Allí vio Ramiro, por primera vez, manipular las espadas ígneas, y contempló con heroico deslumbramiento tantos aceros que iban a lanzarse en seguida hacia las más diversas comarcas, frenéticos de sangre y de honra.
Unos eran acostados sobre los yunques para recibir el castigo de los martillos; otros lanzaban un grito viviente, animal, al ser hundidos de pronto en el agua de las tinajas; a éstos, ya listos, les bañaban de sebo, como al hombre que le engrasan después de la tortura, o les llevaban al vecino taller para sufrir las incrustaciones de la ataujía.
De toda aquella fosca suciedumbre de cisco y de hierro surgían sin cesar cosas espléndidas: cascos de irisado pavón incrustados de oro purpúreo, rodelas de justa donde el amor mandaba inscribir un mote demasiado indeleble, dagas de forma sarracena que llevaban en la hoja un limpio nombre cristiano, estoques de gala para el Rey, espadas de provecho encargadas con impaciencia por capitanes de Flandes.
Oíase el jadear de los fuelles y el repique de las bigornias. Por momentos un hombre casi desnudo bajo el chamuscado mandil, abriendo el portillo de un horno, que reflejaba en sus carnes sudorosas resplandores de infierno, arrojaba el puñado de arena o asía con las tenazas algún trozo de armadura, que semejaba la corteza de algún fruto rojo y fantástico.

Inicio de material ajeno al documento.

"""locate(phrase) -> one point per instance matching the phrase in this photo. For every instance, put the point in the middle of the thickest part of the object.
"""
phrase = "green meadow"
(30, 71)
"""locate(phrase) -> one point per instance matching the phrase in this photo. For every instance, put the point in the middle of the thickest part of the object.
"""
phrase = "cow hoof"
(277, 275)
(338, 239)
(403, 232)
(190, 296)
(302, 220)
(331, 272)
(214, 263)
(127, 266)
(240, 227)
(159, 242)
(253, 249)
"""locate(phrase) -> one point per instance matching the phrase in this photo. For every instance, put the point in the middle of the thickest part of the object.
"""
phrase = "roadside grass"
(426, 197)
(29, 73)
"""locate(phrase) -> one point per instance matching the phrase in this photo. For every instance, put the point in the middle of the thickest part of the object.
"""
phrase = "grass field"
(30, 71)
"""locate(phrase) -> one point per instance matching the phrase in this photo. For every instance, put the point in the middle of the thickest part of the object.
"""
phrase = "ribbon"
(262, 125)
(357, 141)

Hacia el fondo, el patio encalado abría una fascinación de aire libre; y los rayos del sol pasaban a través de un parral, varias veces centenario. Allí se agasajaba a las visitas, y más de un señor de título venía a escoger en persona una hoja para su espada.
Hacía más de cinco años que Aguirre había abandonado el oficio. Era hombre adinerado y vivía a lo señor. Su casa, junto a Santiago del Arrabal, estaba curiosamente alhajada. Años atrás, solía reunir en ella a sus amigos en animados banquetes, ennoblecidos por el encanto de la música, según el uso de Italia; pero, últimamente, una extraña tristeza, un desapego de todos los halagos del mundo, un creciente anhelo de terminar su vida en las órdenes, le iban ganando el corazón y el cerebro. Era profundamente piadoso. Formaba parte de varias cofradías y hermandades. Cuando se prosternaba en las iglesias ante alguna imagen de Nuestra Señora de la Merced, a la cual tenía particular devoción, su labio temblaba sin cesar, y los ojos, echados hacia el cielo, se le quedaban en blanco.
Cierta vez, como aquel hombre volviera a hablarle de su abolengo, Ramiro, olvidando la reserva que las circunstancias exigían, declaró su verdadero nombre y la historia de su linaje. En seguida, sin mayores rodeos, contó su desgraciado amor y la doble muerte de su rival y de su amada.
—Bien hizo vuesa merced—respondió el espadero tranquilamente.—¡Ay del varón que no hace lo mesmo! Tanto más, cuanto que habiendo matado en buena lid al galán, cobró vuesa merced el derecho de castigar de igual modo a la hembra. ¡Ah, si yo dijera también mi desengaño!
Aguirre enmudeció y no volvieron a hablar de estos asuntos.